Pesto is such a summer recipe—how do we use all that fresh basil before it goes bolts or goes bad in our refrigerator? But you don’t have to wait until July to have tasty pesto. Allium are in abundance, and though most herbs are not ready, one farmer at the Greenmarket at Union Square was ahead of the game with pungent, albeit small, cilantro. Together with the last of the garlic and some farmstead sheep’s milk pecorino, voila, you have an early scallion or ramp pesto to enjoy in Spring. If this had been later in the season, I would have used toasted squash or pumpkin seeds, but I ran out of last season’s seeds I had roasted and didn’t have anything on hand but pine nuts, which I used. You can skip any nuts or use pine nuts, walnuts, even sesame seeds.
I put it over leftover polenta I had from the weekend, which I cut into squares and pan seared and served with sauteed mushrooms.
Here’s the recipe for the pesto:
Scallion Cilantro Pesto
1 bunch scallions (or ramps), roughly chopped
1 bunch cilantro, roughly chopped
1“ piece fresh ginger, peeled and roughly chopped
3 cloves garlic, peeled and roughly chopped
1 dried hot pepper
1/3 cup toasted pine nuts (or other nut or seed of your choice)

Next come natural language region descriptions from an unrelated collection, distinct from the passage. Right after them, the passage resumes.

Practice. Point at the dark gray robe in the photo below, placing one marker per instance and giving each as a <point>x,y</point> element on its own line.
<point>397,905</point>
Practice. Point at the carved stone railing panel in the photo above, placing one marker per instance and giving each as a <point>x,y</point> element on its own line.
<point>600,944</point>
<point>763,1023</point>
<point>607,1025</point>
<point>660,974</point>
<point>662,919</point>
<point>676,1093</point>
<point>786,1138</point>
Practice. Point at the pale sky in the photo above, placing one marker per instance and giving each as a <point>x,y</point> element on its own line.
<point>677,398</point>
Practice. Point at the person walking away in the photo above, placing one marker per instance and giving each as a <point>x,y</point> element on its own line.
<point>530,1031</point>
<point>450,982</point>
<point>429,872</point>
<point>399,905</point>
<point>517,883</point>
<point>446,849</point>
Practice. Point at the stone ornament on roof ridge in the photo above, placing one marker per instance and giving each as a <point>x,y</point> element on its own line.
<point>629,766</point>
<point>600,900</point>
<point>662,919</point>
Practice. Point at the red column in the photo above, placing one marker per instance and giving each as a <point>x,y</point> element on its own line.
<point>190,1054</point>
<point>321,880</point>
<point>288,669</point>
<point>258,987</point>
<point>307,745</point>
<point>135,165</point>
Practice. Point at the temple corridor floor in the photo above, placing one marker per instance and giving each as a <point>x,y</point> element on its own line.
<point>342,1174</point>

1-2 tablespoons lemon juice
½ teaspoon lemon zest
1 tablespoon sesame oil
½ cup olive (not extra-virgin) or grapeseed oil
Salt and pepper, to taste
¼ cup grated smoked pecorino (optional)
- Combine the first six ingredients in a food processor and process until finely chopped.
- Add 1 tablespoon of lemon juice, lemon zest and sesame oil. Add oil slowly while processing until it forms a rough paste.
- Remove paste to a bowl and stir in salt and pepper, and if desired, more lemon juice to taste. Stir in cheese and use or store in refrigerator. (NOTE: if freezing for later use, don’t add cheese until defrosted and ready to use).